Le tapa, tel une seconde peau, est le liant social de l’époque car les anciens Polynésiens étaient habillés de ‘ahu tapa de la naissance à la mort. D’ailleurs, la pratique de l’embaumement était réalisée à l’aide d’huiles, mais aussi de tapa, autour et à l’intérieur du corps du défunt. 

Son aspect spirituel est indéniable, car certaines étoffes de tapa étaient utilisées essentiellement pour les cérémonies.
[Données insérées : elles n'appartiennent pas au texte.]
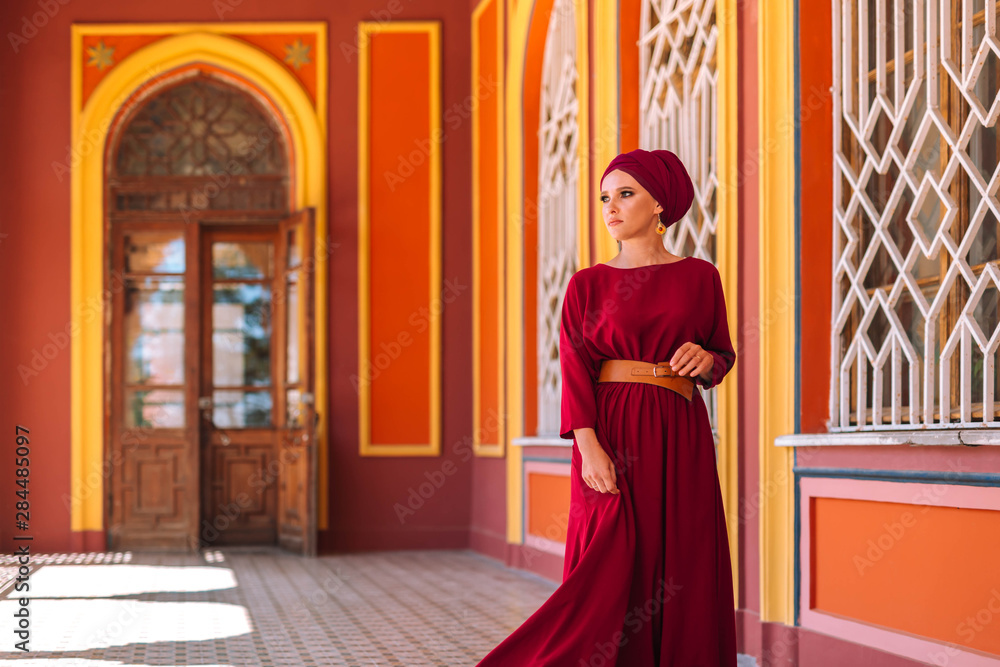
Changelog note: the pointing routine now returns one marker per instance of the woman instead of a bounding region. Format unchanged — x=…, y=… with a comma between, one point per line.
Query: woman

Ainsi, il était commun que des ti’i (représentations d’ancêtres déifiés), ou encore des pahu (tambours), soient ornés de tapa pour des occasions spécifiques. 

ACTU

Miriama Bono et Hinatea Colombani présenteront à la salle Muriavai leur exposition commune HOTU, autour du thème de la régénérescence et des cycles de la Lune.
 
Les deux artistes vous proposeront de découvrir leur univers artistique et complémentaire, décliné sur plusieurs supports : peintures acryliques ou à l’huile sur toiles et papiers pour Miriama, tapa et pigments naturels pour Hinatea.
 
Cette exposition est le fruit d’une réflexion commune entamée depuis leur rencontre en 2017, autour de l’art et la culture.
 
Les deux femmes l’ont façonnée ensemble pendant trois mois, déclinant des références visuelles récurrentes d’une oeuvre à l’autre.
 
Entre tradition et modernité, les deux artistes déploient avec enthousiasme la thématique de la fertilité et des lunaisons, s’appuyant sur leurs connaissances respectives du patrimoine polynésien, tout en s’autorisant une interprétation contemporaine.